2026 set to be the year NASA astronauts fly around the moon again

If all goes according to NASA's plans, 2026 will finally be the year when astronauts go to the Moon again.

In a few months, four astronauts are set to fly around the moon on a roughly 10-day mission, the closest people have come to it in more than half a century.

The flight, known as Artemis II, could take off as early as February and would be a long-awaited start to America's lagging lunar return program. The mission will serve as a critical test of NASA's next-generation Space Launch System rocket. Orion spacecraft, which had been in development for over a decade and faced years of setbacks and severe budget overruns. The system had never carried a crew before.

Returning to the Moon has been a priority for President Donald Trump since his first term, and the current administration has renewed its emphasis on dominating the Moon. intensifying space race between the US and China. Chinese officials have promised to land their astronauts on the lunar surface by 2030.

Geopolitical implications aside, the Artemis II mission is intended to usher in a new era of space exploration, with the goal of eventually establishing long-term bases on the Moon before astronauts ever travel to Mars.

“Over the next three years, we're going to land American astronauts on the moon again, but this time with the infrastructure intact,” Jared Isaacman, NASA's new administrator, said in an interview with NBC News last week after he was sworn in.

For some scientists, the excitement about returning to the Moon stems from the prospect of exploring enduring mysteries of the Moon's formation and evolution—such as the violent collisions in the nascent solar system that created it and where its water came from—that came into focus during the Apollo program in the 1960s and 1970s.

“As you can imagine, lunar scientists have had a lot of pent-up questions for decades,” said Brett Denevi, a planetary scientist at the Johns Hopkins University Applied Physics Laboratory in Laurel, Maryland.

According to Denevi, answers to some of these questions could shed light on similar processes that occurred during the formation of our planet.

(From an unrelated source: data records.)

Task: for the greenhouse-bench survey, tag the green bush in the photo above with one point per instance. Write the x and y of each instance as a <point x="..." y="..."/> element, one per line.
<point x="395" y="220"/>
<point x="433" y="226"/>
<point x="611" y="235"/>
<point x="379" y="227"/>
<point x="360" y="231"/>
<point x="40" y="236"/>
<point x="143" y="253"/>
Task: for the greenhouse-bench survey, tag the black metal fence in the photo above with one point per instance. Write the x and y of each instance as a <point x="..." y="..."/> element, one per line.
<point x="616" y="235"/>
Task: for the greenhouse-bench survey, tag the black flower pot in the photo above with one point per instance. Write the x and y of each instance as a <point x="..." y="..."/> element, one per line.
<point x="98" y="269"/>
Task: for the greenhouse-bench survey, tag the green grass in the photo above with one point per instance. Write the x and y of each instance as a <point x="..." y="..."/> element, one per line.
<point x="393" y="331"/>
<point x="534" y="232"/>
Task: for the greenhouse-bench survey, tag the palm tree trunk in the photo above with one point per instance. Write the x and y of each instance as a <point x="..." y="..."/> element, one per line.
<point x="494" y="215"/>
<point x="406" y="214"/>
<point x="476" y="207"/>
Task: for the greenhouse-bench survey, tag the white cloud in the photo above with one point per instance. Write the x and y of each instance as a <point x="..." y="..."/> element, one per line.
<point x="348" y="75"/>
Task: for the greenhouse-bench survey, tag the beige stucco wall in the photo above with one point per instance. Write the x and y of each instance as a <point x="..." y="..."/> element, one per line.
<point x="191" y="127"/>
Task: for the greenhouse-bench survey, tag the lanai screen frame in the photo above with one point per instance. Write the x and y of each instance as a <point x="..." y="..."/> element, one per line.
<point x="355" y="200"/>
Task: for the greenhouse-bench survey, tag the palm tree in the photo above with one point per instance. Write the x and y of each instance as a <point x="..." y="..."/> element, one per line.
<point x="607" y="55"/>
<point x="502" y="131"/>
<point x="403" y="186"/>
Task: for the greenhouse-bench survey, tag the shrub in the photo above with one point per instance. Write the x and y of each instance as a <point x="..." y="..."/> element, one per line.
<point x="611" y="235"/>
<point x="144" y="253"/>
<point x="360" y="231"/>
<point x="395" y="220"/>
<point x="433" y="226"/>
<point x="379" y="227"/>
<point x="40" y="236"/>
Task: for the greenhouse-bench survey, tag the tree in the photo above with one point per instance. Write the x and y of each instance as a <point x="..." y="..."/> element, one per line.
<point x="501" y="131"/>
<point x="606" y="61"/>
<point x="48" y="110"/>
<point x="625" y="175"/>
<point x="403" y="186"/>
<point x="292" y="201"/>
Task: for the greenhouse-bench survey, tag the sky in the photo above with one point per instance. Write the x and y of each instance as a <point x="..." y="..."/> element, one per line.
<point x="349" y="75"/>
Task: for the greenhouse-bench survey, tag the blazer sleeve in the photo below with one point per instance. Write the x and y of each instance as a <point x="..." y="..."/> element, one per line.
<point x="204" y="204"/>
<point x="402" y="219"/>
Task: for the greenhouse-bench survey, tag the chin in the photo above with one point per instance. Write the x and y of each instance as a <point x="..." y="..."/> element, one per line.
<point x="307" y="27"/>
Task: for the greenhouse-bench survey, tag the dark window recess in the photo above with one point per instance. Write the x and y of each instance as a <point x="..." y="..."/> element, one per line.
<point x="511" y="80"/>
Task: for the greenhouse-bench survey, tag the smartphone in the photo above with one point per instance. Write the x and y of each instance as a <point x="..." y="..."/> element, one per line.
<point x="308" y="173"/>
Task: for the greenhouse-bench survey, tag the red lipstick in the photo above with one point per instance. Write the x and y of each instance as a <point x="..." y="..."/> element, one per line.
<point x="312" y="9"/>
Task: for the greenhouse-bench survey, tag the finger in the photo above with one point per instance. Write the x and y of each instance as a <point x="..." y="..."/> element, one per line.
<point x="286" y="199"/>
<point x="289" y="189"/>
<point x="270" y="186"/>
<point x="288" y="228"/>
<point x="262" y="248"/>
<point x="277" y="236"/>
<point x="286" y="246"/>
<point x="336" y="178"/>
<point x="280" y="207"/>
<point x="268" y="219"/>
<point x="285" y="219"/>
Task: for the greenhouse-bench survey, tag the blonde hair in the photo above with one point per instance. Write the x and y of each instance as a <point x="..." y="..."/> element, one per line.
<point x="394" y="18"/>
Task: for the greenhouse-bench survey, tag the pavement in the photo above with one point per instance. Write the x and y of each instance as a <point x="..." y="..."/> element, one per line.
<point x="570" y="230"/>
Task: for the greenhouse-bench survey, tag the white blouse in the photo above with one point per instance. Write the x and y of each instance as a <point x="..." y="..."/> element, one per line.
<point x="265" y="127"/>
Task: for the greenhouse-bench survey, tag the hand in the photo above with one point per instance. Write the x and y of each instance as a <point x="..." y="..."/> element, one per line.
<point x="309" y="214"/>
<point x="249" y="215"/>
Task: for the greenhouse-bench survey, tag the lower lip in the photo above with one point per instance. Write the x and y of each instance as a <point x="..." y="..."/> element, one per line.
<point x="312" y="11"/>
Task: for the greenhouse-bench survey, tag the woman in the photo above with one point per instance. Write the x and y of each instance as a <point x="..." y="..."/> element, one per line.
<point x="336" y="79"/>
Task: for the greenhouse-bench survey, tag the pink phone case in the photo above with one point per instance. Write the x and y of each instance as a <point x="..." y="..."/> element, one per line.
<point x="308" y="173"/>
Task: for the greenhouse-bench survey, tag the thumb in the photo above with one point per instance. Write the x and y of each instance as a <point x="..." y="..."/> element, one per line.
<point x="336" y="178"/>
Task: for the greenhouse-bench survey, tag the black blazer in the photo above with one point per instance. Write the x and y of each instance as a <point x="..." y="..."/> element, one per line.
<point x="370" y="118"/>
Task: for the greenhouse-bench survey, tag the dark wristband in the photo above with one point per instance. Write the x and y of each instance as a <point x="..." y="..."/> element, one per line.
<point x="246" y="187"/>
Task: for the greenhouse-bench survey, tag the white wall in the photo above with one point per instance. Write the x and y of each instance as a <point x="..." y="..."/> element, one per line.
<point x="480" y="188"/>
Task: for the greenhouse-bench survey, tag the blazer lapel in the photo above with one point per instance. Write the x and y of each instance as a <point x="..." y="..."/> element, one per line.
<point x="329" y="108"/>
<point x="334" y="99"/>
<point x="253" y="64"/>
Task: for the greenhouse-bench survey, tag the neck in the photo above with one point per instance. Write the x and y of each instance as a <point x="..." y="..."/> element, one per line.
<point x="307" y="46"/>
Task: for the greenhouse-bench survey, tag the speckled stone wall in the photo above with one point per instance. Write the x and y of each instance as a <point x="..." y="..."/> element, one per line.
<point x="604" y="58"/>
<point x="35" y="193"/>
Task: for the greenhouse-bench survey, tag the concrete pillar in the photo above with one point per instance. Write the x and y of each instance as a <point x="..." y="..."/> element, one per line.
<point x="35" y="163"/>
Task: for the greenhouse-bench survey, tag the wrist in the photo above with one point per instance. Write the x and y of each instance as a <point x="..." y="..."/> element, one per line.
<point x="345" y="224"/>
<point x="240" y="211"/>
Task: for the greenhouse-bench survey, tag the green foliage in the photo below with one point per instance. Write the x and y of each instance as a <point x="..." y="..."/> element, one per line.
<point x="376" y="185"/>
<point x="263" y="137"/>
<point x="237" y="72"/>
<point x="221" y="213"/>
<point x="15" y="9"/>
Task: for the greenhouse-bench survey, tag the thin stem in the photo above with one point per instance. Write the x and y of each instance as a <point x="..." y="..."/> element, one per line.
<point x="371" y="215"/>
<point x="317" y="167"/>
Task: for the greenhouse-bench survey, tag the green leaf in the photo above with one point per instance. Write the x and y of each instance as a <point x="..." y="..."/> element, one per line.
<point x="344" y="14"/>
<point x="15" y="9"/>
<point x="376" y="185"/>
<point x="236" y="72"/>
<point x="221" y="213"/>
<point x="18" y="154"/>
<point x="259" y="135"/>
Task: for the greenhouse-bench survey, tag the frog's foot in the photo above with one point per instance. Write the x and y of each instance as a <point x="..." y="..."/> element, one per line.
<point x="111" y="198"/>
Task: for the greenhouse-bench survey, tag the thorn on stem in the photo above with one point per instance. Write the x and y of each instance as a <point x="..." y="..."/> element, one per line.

“The earth is a terrible record-breaker,” she said. “Plate tectonics, weather – these things have just completely erased its earliest history. But there is an area on the Moon that formed about 4.5 billion years ago, and it's just sitting on the surface for us to explore.”

Although the Artemis 2 mission will not land on the lunar surface, it will test various technologies. docking maneuvers and life support systems—first in Earth orbit and then in lunar orbit—that will be needed for future missions.

Previously, NASA launched a Space Launch System rocket and Orion capsule on an unmanned test flight around the Moon. Artemis I mission – for 3 and a half weeks in 2022.